ヴォルテール『寛容論』(斉藤悦則訳,光文社古典新訳文庫)

こんな時代だからこそ,広く読まれてほしい。ヴォルテール『寛容論』。

18世紀のフランス。社会の中で圧倒的多数を占めるカトリックと,少数被圧制者のプロテスタントとの対立が続く中,プロテスタントのジャン・カラスが実子殺しの容疑で逮捕され,ほぼ証拠がないにもかかわらず死刑に処せられた。ヴォルテールはその名誉回復を図るため,本書を執筆・出版したものである。

本書のテーマは「寛容(トレランス)」である。「トレランス」は日本語の「寛容」よりもやや意味が広く,「自他の間にみられる思考様式の差異の認識に基づいて他者の立場を容認する態勢」をも意味する(解説299頁)。ヴォルテールは,理性の信頼に基づき,「寛容(トレランス)」の重要性を説いていく。

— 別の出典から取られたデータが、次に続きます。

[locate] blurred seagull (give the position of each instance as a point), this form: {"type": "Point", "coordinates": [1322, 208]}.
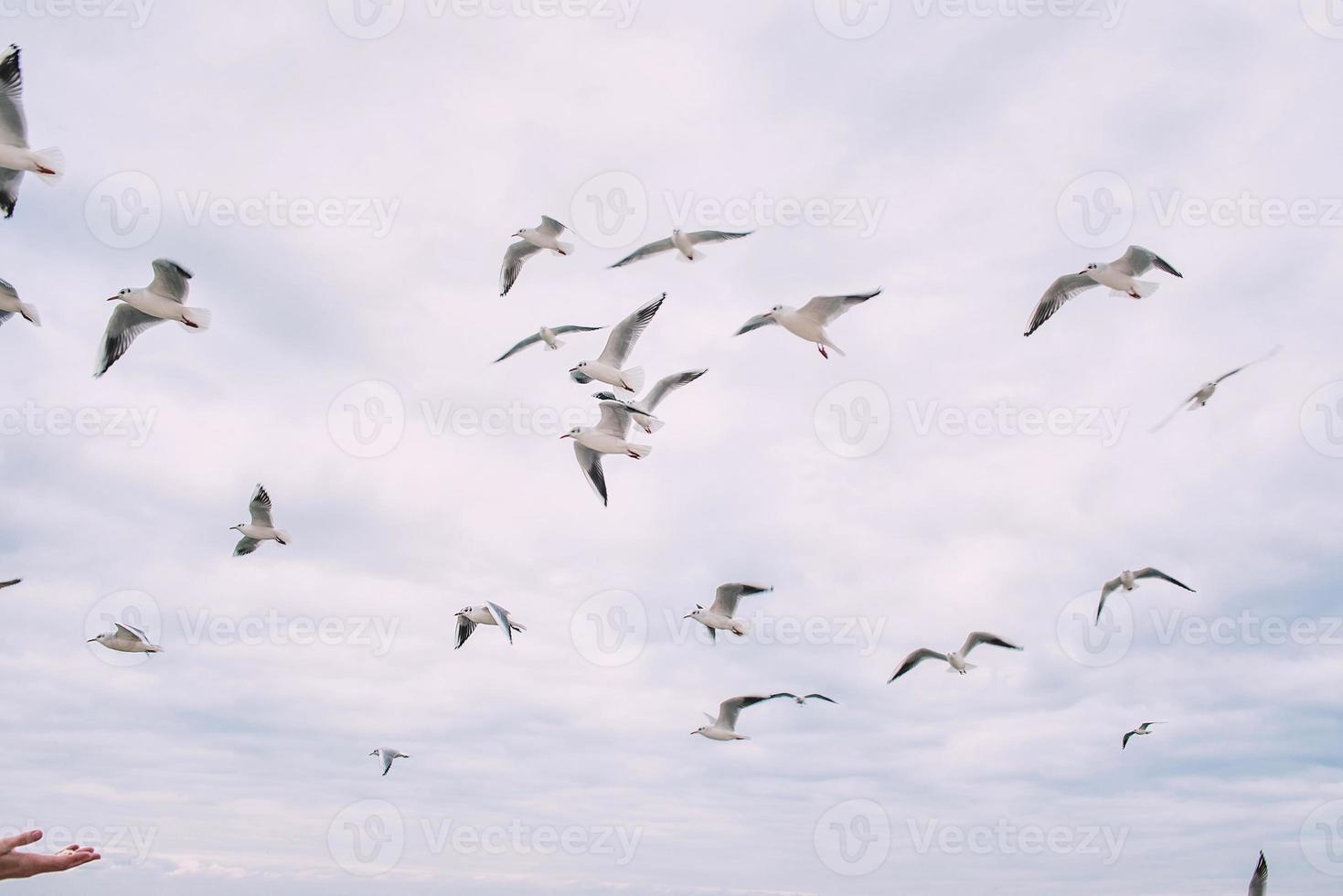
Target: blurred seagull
{"type": "Point", "coordinates": [1120, 275]}
{"type": "Point", "coordinates": [262, 528]}
{"type": "Point", "coordinates": [162, 301]}
{"type": "Point", "coordinates": [489, 614]}
{"type": "Point", "coordinates": [955, 660]}
{"type": "Point", "coordinates": [546, 335]}
{"type": "Point", "coordinates": [724, 604]}
{"type": "Point", "coordinates": [684, 243]}
{"type": "Point", "coordinates": [642, 410]}
{"type": "Point", "coordinates": [1128, 579]}
{"type": "Point", "coordinates": [617, 352]}
{"type": "Point", "coordinates": [1146, 729]}
{"type": "Point", "coordinates": [15, 156]}
{"type": "Point", "coordinates": [810, 320]}
{"type": "Point", "coordinates": [530, 240]}
{"type": "Point", "coordinates": [607, 437]}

ヴォルテールが本書で念頭に置いていたのは,あくまでもカトリックプロテスタントとの間の「不寛容」である。しかし,現代においては,特に昨今のような情勢下においては,実に様々な「自他の間にみられる思考様式の差異」に基づく「不寛容」が広まりつつあるように思われる。本書は,現在もなお読み継がれていくべき作品である。